Since Jaan frequently partners with architectural design firms in their work, she is well informed about the Environmental Design movement, and she collaborates well with architects who engage in this type of building and design.

 

Thoughts on The Not So Big House

 

Sarah Susanka of The Not So Big House fame, implementation of her interior design ideas for contemporary homes has influenced my own approach to interior design.  I find many of the main ideas in her work useful in my day-to-day design work with clients.
The earth is faced with a growing population and limited natural resources. Meanwhile, trends in luxury home building dictate the amount of space in new homes can begin at 4,000-5,000 square feet. Sarah Susanka believes, as I do, that luxurious, functional, and aesthetically pleasing spaces can be created in half of this square footage, or less.

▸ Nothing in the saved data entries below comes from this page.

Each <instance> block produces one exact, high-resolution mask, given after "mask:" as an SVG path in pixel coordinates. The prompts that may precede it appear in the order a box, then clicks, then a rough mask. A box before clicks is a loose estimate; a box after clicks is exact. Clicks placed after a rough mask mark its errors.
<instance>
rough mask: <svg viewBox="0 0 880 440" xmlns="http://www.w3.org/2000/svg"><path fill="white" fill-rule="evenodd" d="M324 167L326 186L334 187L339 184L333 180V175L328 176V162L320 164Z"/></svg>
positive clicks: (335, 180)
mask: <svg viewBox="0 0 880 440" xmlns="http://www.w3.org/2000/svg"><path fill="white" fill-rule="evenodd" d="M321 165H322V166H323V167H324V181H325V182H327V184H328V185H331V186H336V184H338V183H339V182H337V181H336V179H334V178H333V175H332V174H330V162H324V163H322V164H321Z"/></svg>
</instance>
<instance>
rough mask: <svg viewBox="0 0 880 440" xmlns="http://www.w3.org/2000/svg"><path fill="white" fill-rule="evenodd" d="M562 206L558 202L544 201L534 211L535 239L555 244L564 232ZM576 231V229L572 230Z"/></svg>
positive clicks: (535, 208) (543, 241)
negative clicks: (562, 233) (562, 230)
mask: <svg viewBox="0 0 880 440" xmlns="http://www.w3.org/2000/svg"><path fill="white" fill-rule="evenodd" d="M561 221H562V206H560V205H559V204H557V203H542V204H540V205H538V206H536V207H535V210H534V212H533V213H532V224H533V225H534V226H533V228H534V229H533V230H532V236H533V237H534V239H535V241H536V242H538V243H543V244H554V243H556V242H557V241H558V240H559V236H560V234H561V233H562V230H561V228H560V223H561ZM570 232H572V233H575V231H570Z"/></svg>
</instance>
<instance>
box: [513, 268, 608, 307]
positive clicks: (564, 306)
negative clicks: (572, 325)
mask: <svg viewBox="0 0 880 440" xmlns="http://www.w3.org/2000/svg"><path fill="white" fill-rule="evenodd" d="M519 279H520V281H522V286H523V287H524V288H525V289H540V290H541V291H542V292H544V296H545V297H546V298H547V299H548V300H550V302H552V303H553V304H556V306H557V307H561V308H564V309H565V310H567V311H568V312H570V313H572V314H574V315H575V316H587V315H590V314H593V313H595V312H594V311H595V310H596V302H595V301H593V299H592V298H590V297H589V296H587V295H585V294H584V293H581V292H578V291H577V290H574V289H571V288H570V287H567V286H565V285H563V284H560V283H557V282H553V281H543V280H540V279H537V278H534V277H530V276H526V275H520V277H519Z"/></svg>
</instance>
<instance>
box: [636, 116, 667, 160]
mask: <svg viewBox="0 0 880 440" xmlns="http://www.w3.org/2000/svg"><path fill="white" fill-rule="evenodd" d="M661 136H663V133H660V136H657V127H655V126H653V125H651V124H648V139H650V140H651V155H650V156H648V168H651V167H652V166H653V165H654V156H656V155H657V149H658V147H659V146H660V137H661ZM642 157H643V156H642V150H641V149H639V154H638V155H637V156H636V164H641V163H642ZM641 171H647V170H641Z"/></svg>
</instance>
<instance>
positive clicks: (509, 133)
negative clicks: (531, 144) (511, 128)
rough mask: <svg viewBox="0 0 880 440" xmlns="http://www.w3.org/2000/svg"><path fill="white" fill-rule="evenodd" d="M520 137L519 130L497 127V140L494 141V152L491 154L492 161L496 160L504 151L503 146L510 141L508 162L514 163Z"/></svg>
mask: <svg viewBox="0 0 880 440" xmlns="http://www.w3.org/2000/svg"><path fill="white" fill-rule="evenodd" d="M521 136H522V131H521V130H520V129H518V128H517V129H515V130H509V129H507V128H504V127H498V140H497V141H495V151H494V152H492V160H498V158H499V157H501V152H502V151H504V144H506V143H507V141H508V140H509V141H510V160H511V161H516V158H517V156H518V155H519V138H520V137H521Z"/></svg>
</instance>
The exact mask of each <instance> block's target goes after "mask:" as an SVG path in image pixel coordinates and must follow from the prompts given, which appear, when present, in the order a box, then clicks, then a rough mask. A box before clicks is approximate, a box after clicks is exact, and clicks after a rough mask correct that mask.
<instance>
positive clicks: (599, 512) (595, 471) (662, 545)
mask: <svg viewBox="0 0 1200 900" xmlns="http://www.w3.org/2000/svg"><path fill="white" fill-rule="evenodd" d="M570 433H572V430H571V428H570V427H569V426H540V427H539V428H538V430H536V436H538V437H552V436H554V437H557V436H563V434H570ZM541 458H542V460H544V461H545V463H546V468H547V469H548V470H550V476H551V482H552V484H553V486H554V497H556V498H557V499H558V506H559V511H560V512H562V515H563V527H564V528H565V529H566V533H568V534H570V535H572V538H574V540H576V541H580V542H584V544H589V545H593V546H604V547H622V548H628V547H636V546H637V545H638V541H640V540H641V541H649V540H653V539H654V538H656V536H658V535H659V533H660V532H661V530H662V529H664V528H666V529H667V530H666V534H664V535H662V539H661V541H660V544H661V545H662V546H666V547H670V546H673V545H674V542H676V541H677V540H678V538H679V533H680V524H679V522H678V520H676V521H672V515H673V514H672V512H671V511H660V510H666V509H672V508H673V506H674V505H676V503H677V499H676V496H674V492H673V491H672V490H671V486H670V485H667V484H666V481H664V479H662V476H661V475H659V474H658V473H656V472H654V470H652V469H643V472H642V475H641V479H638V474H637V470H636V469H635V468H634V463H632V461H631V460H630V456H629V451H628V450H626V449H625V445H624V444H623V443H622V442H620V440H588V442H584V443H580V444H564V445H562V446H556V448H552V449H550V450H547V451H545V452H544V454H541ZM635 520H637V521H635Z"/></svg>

In an age when overbuilding is costing more in natural resources and energy consumption, Sarah Susanka suggests that downsizing, coupled with better interior design, is the solution. She illustrates her solutions in The Not So Big House Collection and Not So Big Solutions for Your Home.

Susanka's work has struck a nerve.  Her books and her interior design concepts are beginning to find a larger audience and some momentum.  Susanka's ideas are finding an audience with Baby Boomers and Generations X and Y. The interest in her work spans generations because Susanka's ideas resonate with their own core value systems.
  
Baby Boomers finds less space more appealing since grown children are now living on their own. Some Boomers are living on less income and want to conserve limited personal and natural resources. Yet this generation also wants to live luxuriously. The answer is to simplify their interior spaces, and concentrate on the quality of the interior rather than the quantity of square footage.
Generation X and Y are finding the cost of luxury housing to be prohibitive. They are faced with living and working in the same space or raising small families in less space then their own parents had.  Both generations X and Y are concerned with conserving natural resources and building and designing with green materials and cost saving objectives in mind.

I applaud Sarah Susanka's concepts. For this reason, I've chosen to align myself with her ideas by listing my website at www.notsobighouse.com in the Home Professionals Directory.  In my interior design work, I strive to create smaller, well- designed home interiors. Through interior design, I implement more personal, easier to maintain interior spaces for the home.  Susanka's ideas also overlap with my commitment to green interior design and the creation of sacred space within the home.

 

 

North Carolina has adopted the Healthy Built Homes certification for new home construction

The NC Healthy Built Homes Program provides a certificate for homes meeting "green home guidelines" built by residential builders who practice sustainable, high performance building strategies making the home a comfortable, healthy and affordable place that reduces energy and water usage, promotes renewable energy use and helps protect the land where the home is built.

In a Healthy Built Home, building materials and processes are selected to reduce pollution and the waste of natural resources during the manufacturing and construction phases and throughout the life of the home. The builder is encouraged to provide homeowner education about the high performance features of the home and provide local resources for "green" living."

Ferree is also deeply interested in incorporating green building and sustainable practices into her interior design. Use of natural, non-toxic materials in the interior design of a home creates a space in balance with nature.

Sustainable design is providing for ourselves while making sure that future generations can do the same.  Green building combined with green interior design also saves money. 

Ferree is a member of the Green Building Council in Asheville, North Carolina, where she has taken seminars on the Healthy Built Home. She is also an allied member of the Asheville, North Carolina American Association of Architects and is recommended interior designer by Sarah Suskana's Not So Big House website.